Background: There is evidence that unhelpful thoughts and distress regarding symptoms are associated with more frequent care utilization. Among people seeing a musculoskeletal specialist in person, we sought relationships between mental and social health factors and the number of 1) self-reported in-person healthcare contacts, 2) remote healthcare contacts, and 3) total healthcare contacts during the 6-week period prior to the visit. Methods: We enrolled 148 adult patients in a cross-sectional study of people visiting a musculoskeletal specialist for a new or return visit. Patients indicated the number of self-reported remote and in-person healthcare contacts, and completed measures of social health, unhelpful thoughts regarding symptoms, general distress, and demographics.

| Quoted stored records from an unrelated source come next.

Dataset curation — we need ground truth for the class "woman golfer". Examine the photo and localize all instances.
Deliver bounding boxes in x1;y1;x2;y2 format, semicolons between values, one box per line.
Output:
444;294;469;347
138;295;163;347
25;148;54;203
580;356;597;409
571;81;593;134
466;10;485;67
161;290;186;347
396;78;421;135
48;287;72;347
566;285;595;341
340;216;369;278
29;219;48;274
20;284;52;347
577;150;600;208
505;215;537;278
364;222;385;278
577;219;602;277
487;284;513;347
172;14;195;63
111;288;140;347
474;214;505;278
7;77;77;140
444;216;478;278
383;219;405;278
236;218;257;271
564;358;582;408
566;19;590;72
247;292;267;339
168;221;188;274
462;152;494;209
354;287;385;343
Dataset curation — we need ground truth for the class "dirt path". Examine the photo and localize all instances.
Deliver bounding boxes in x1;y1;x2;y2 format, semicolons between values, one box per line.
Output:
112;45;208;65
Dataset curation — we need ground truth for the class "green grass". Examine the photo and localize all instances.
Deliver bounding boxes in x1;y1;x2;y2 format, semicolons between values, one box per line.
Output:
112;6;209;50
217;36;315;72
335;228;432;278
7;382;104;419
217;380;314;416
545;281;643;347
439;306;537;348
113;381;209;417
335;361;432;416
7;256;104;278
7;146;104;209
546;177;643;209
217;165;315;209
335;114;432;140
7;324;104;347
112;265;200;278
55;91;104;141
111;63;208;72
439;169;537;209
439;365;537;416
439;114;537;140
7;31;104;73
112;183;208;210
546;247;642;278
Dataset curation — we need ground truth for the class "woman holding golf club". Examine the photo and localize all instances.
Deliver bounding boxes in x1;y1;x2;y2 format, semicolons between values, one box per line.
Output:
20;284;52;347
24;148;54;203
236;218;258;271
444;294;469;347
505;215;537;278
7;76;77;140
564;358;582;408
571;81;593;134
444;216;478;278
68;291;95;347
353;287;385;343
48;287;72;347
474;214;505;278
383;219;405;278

Results: Accounting for potential confounding in multivariable analysis, more pre-visit self-reported in-person care episodes were independently associated with more unhelpful thoughts about symptoms [higher score on Negative Pain Thoughts Questionnaire (NPTQ), regression coefficient: 0.05, P < 0.05] and household income between $15000 and $29999 or $30000 and $49999. No factors were associated with the total number of pre-visit remote and in-person care contacts. Conclusion: The observation that patients with greater unhelpful thinking seek out more in-person care episodes for musculoskeletal symptoms supports the concept that comprehensive care strategies attentive to common unhelpful thoughts regarding symptoms could limit resource utilization.
心理和社会因素是否与使用医疗服务相关?
背景:有证据表明,对症状的无益想法和苦恼与更频繁地使用医疗服务有关。在亲自去看肌肉骨骼专科医生的人群中,我们寻找了心理和社会健康因素与以下几项之间的关系:1)自我报告的亲自医疗接触次数;2)远程医疗接触次数;3)就诊前 6 周内的总医疗接触次数。研究方法我们在一项横断面研究中招募了 148 名成年患者,研究对象是肌肉骨骼专科医生的新诊或复诊患者。患者填写了自我报告的远程和面对面医疗接触次数,并完成了社会健康、对症状的无益想法、一般痛苦和人口统计学测量。研究结果考虑到多变量分析中可能存在的混杂因素,就诊前自我报告的更多亲身就诊次数与更多对症状无益的想法(负性疼痛想法问卷(NPTQ)得分更高,回归系数:0.05,P < 0.05)以及家庭收入在 15000 美元至 29999 美元或 30000 美元至 49999 美元之间独立相关。没有任何因素与就诊前远程和面对面护理接触的总次数相关。结论观察发现,有更多无益想法的肌肉骨骼症状患者会寻求更多的面对面护理,这支持了一种观点,即针对常见症状的无益想法采取综合护理策略可限制资源利用率。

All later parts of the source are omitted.